Charges from IPPs increased by P0.8186/kWh following First Gas-Sta. Rita and San Lorenzo plants’ use of more expensive fuel to ensure supply and avert outages. The tight supply conditions in the Luzon grid also resulted in sustained high prices in the spot market and triggered the secondary price cap – which pushed WESM charges to increase by P1.7073/kWh.

“If we do not consider the Distribution Rate True-Up Refund amounting to P0.2761/kWh and the deferred collection of generation costs of about P0.52/kWh arranged with suppliers, Meralco customers would have been forced to pay for more expensive electricity rates this month. The deferred charge of P0.52/kWh will be billed to consumers on a staggered basis over a period of four months or until March 2022.

• Before the maintenance shutdown, persistent gas supply restrictions have already pushed power rates to increase in the previous months, and consumers have been bearing these costs, as First Gas – Sta.
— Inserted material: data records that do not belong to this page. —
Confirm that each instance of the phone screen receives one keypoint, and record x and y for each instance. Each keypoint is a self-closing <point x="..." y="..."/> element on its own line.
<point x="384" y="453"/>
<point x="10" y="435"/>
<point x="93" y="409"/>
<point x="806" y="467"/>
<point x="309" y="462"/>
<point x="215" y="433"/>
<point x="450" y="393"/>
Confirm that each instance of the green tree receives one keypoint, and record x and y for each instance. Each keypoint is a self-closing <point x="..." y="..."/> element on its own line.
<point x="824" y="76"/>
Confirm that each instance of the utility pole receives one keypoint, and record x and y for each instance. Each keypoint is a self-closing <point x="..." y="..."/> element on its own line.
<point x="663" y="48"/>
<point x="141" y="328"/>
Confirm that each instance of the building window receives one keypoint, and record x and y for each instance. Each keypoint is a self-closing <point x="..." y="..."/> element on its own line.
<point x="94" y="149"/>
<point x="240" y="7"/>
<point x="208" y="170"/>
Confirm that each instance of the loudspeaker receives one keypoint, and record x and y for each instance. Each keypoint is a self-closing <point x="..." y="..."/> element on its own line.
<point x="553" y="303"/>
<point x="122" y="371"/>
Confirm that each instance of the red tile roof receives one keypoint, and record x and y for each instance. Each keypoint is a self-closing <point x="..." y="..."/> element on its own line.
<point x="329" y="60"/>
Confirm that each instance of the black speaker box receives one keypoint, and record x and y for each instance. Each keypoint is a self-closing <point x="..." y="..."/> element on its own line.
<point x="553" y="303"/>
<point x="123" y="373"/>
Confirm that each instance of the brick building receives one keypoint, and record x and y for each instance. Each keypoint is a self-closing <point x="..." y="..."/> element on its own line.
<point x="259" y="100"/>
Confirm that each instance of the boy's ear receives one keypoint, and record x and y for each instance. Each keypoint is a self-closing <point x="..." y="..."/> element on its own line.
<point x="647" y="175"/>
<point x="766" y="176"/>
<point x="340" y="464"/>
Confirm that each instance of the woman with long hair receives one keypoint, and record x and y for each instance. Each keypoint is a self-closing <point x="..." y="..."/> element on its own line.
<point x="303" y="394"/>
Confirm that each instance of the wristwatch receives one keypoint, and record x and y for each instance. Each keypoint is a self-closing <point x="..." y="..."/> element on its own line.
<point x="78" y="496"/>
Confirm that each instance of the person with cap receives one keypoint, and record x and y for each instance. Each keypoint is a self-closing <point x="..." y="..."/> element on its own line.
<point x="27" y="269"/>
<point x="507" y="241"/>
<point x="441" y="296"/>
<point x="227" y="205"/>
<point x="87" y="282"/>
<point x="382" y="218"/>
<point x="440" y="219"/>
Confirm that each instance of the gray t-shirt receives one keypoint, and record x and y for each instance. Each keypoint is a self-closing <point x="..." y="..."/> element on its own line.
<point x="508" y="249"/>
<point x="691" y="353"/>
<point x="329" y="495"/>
Rita and San Lorenzo opted to use more expensive alternative liquid fuels.

Such hearings, he said, were held about 4 years ago, and Dimagiba opposed when the ERC approved a one-time increase of P0.66/kWh – which was billed in three installments – in Meralco generation charge as the alternative fuel used were much more expensive than that of the Malampaya gas. “I took the position that a regular and announced maintenance shutdown should be an instance of force majeure even when the contracts then say so. It is now evident that the ERC did not learn from these hearings and glaringly shows the indifference to consumer interest.”

• As precedent, the ERC can learn from the Metropolitan Waterworks and Sewerage System – Regulatory Office (MWSS-RO) – to protect consumers from any water rate increases – when it announced the imposition of a tariff freeze until December 31, 2022, and the removal of the Foreign Currency Differential Adjustment (FCDA) from the
customer bills of Manila Water Co. Inc. and Maynilad Water Services, Inc., following the review and approval of the two concessionaires’ Revised Concession Agreements (RCA), which will take effect on November 18, 2021.

Dimagiba hopes that the ERC would consider their recommendations and provisionally stop the additional costs that burden the consumers amid the prolonged pandemic. He said the consumers should no longer be made to absorb the costs from the persistent gas restrictions and shutdowns of the Malampaya Deepwater Gas-to-Power project.